Innovate anywhere, anytime withruncode.io Your cloud-based dev studio.
Server Management

How to Setup HTTP Password Authentication with Nginx

2022-07-20

HTTP Authentication is used to allow access limit to a site or particular directories by validating the username and password.

Usernames and passwords are taken from a file created(.htaccess file) and we can have many no of username/password combinations to restrict the access.

We can also use other access restriction methods to HTTP Authentication, for example limiting access by IP or place. 

In this tutorial, we'll learn how to add http authentication to nginx site using username and password

Step1:

You need to install nginx in your server to add HTTP authentication.

Nginx is one of the most popular web servers in the world.
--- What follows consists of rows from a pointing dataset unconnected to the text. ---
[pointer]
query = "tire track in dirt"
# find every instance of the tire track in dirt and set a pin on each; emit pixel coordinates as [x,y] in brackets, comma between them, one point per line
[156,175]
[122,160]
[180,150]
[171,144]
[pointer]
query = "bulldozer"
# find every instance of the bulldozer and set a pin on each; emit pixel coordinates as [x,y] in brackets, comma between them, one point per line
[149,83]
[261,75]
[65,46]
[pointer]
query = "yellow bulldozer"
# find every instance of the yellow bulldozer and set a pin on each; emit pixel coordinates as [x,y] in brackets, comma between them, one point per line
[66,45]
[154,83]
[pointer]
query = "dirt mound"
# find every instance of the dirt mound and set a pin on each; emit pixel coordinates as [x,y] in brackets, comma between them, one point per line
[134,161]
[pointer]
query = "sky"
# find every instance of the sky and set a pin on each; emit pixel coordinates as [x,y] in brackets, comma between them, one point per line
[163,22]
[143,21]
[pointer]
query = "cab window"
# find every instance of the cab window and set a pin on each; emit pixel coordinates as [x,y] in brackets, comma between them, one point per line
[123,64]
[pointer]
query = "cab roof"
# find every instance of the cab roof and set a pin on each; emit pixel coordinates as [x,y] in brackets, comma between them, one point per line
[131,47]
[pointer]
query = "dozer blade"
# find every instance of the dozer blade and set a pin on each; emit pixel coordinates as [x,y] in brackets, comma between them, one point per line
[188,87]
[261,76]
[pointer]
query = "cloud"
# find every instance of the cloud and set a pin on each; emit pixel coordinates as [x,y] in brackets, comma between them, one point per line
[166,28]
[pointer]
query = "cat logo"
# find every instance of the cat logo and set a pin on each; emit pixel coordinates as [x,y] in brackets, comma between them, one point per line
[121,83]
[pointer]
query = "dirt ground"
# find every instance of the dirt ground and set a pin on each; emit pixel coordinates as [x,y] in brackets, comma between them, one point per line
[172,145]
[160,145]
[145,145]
It can handles load balancing, content caching, web serving, security controls, and monitoring in one easy-to-use software package.

sudo apt-get update

   sudo apt-get install nginx

We can know status of nginx server by the following command:

sudo service nginx status

Step2:

We are using the htpassword command to store all the usernames and passwords to restrict access to a site.

apache2-utils package supports the htpassword command, so we also need to install apache-server

sudo apt-get install apache2-utils

That password and the associated username will be stored in a file that you specify. The password will be encrypted and the name of the file can be anything you like.

Here, we use the file /etc/nginx/.httppassword and the username testuser.

sudo htpasswd -c /etc/nginx/.httppassword testuser

We can check the username/password information in the file that we have specified at the time of creation

nano /etc/nginx/.htpasswd

It will have all the username/passwords to site and will store all the passwords, and these will be encrypted using either bcrypt, MD5, crypt()

Step3:

Now we should add this username/pasword information to our nginx configuration.

Add the below lines to the configuration file of the website under the location section.

auth_basic "Private Property";

  auth_basic_user_file /etc/nginx/.htpasswd;

The value of auth_basic is any string, and will be displayed at the authentication prompt, the value of auth_basic_user_file is the path to the password file that was created at username/pasword creation.

Then nginx will validate the given information to the actual username/password. If it's valid, then it allows to render the website pages, otherwise it will render the 401 Authorization Required message

Step4:

To apply the changes to a server, restart nginx.

sudo service nginx reload

Now you can see HTTP authentication which will ask you a username/password to access the website. If You give correct credentials, you can access the website, otherwise it will return 401 authorization required message.